Have I been before? No, but with Roxie screenings co-presented with DocFest (see below) I hope to rectify that.
I have seen and can recommend: Les Blank's documentary All In This Tea is a terrific selection, as is the cine-centric short film Salim Baba. I wrote a bit on each here and here.
I'm curious to see: San Francisco: Still Wild at Heart appeals to my nature-loving, city-dwelling duality. Megalopolis sounds fascinating as well. Freeheld comes with an impressive award-winning pedigree (considering it beat the lovely Salim Baba to the Best Documentary Short Oscar.)
More coverage by: Agnes Varnum, who will be appearing on a panel at the festival. added 10/8: Leah Edwards of Ecolocalizer.

12th Annual Arab Film Festival
When? October 16-28
Where? the Castro, Clay, Delancey Screening Room, Alliance Française and Yerba Buena Center for the Arts in Frisco, Camera 12 in San Jose, Shattuck and Parkway in the East Bay, and even screenings in Santa Cruz and Los Angeles
Have I been before? Yes- I found it a well-run, well-attended festival when I sampled it in 2006.
I have seen and can recommend: With reservations, Recycle, an artistic but perhaps overly-ambiguous documentary about a recycler in Zarqa, Jordan. I wrote a bit more on it here.
I'm curious to see: Opening night film Waiting For Pasolini, Sundance favorite Captain Abu Raed, which also plays this weekend at the Mill Valley Film Festival.
More coverage by: Lincoln Spector of Bayflicks. Added 10/13: Michael Fox at sf360.

7th San Francisco International Documentary Festival
When? October 17 through November 6th
Where? Roxie Cinema in Frisco, Shattuck in Berkeley
Have I been before? No, though I've been to other IndieFest-produced events like Another Hole in the Head and the annual generalist festival in February.
I have seen and can recommend: Officially, none. Although IndieFest is also presenting a set of Japanese midnight movies at the Roxie this month entitled Midnight Circus. I can cautiously recommend Takashi Miike's punishing Ichi the Killer and the exuberantly gory 2008 digital feature the Machine Girl if you're into that sort of thing. More here.
I'm curious to see: Along with the aforementioned UNAFF co-presentations, there's the Melody Gilbert retrospective and the Slamdance hit I Think We're Alone Now.
More coverage by: Susan Gerhard at sf360. added 10/9: Michael Hawley at the Evening Class.

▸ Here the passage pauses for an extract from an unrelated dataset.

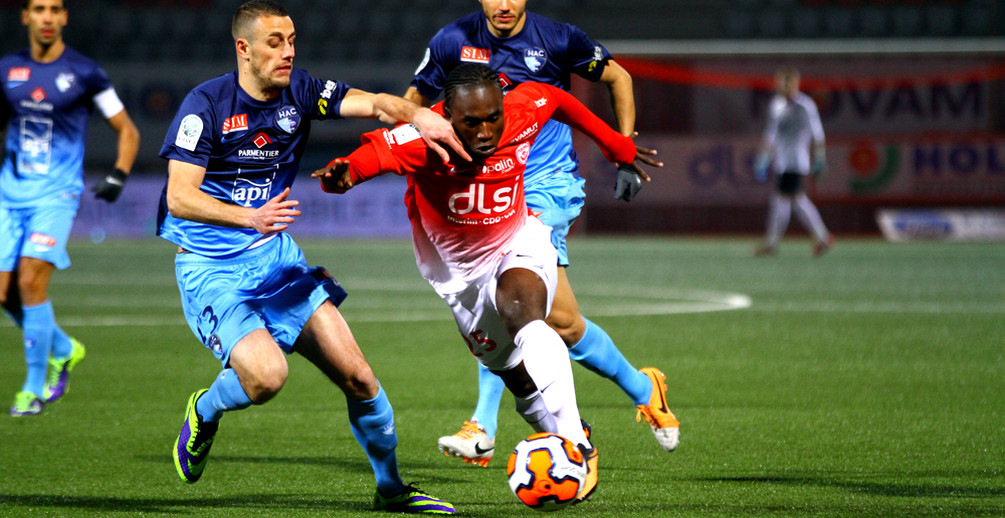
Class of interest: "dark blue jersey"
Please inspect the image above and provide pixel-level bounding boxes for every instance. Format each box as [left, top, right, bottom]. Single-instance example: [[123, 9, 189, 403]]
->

17th Silicon Valley Jewish Film Festival
When? October 26 through November 19
Where? Camera 12 in San Jose and Cubberly Community Theatre in Palo Alto
Have I been before? Honestly, this is the first year I've been aware of it.
I have seen and can recommend: None.
I'm curious to see: Refusenik sounds fascinating.
More coverage by: Jason Watches Movies.